In contrast, A.X-4.0-Light, which ranked 2nd in the LM-Evaluation-Harness results, dropped two spots in the K-BENCH scores and performed similarly to Hunminai-1.0-12B. The detailed scores for each benchmark and model are provided in Table 4.

These results highlight how model performance can vary across benchmark types and demonstrate the value of incorporating qualitative evaluations for a more comprehensive understanding of language model capabilities.

Model Avg ko-bench ko-ged ko-ged:E ko-ged:M ko-ged:H ko-gpqa ko-math-500 ko-ifeval
1 davidkim205/
Hunminai-1.0-27b
8.52 8.22 9.31 9.86 9.67 9.6 4.55 8.56 8.41
2 LGAI-EXAONE/
EXAONE-4.0-32B
8.21 8.56 9.35 9.38 9.22 9.12 5.25 6.32 8.49
3 skt/
A.X-4.0-Light
7.88 8.2 8.95 9.65 9.55 9.64 3.38 5.56 8.08
4 davidkim205/
Hunminai-1.0-12b
7.88 8.15 9.03 9.72 9.63 9.32 3.18 5.6 8.37
5 K-intelligence/
Midm-2.0-Base-Instruct
7.57 8.19 8.16 9.72 9.31 9.48 2.68 4.8 8.24
6 LGAI-EXAONE/
EXAONE-3.5-7.8B-Instruct
7.42 8.22 8.58 9.65 9.1 9 3.13 4.88 6.76
7 kakaocorp/
kanana-1.5-8b-instruct-2505
7.22 7.7 8.87 9.1 9.02 9.08 2.83 3.72 7.47
8 naver-hyperclovax/
HyperCLOVAX-SEED
-Text-Instruct-1.5B
5.11 4.46 4.53 8.4 7.63 7.31 1.87 2.94 3.75

[Table 4] K-BENCH Scores by Benchmark and Model

Conclusion

Hunminai-1.0 is a Korean-specialized language model that demonstrates strong performance in both quantitative and qualitative evaluations. Based on the Gemma-3 architecture and fine-tuned on a curated Korean instruction dataset, it delivers stable and superior results across various tasks such as instruction understanding, dialogue generation, and open-ended reasoning. Notably, in both the LM Evaluation Harness and K-BENCH assessments, Hunminai-1.0 maintains a well-balanced performance in Korean and English, outperforming existing Korean-specialized models and highlighting its potential for multilingual applications.

However, Hunminai-1.0 has several limitations. First, the training data is not publicly available, which limits transparency and reproducibility. Second, the qualitative evaluations utilize the cost-effective keval judge model, which tends to yield slightly higher scores, especially for smaller models, requiring caution when comparing absolute scores.

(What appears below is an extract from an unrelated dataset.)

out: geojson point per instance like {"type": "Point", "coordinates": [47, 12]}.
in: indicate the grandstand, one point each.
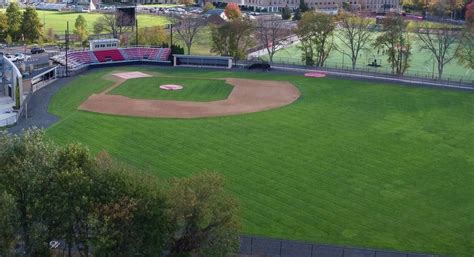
{"type": "Point", "coordinates": [79, 59]}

Through high-quality instruction tuning and public release, Hunminai-1.0 plays a pivotal role in advancing the Korean LLM ecosystem. Its balanced multilingual capabilities make it suitable for a wide range of applications, from search and education to customer support. By enabling practical deployments, it also fosters broader AI adoption and drives innovation in Korean language technology.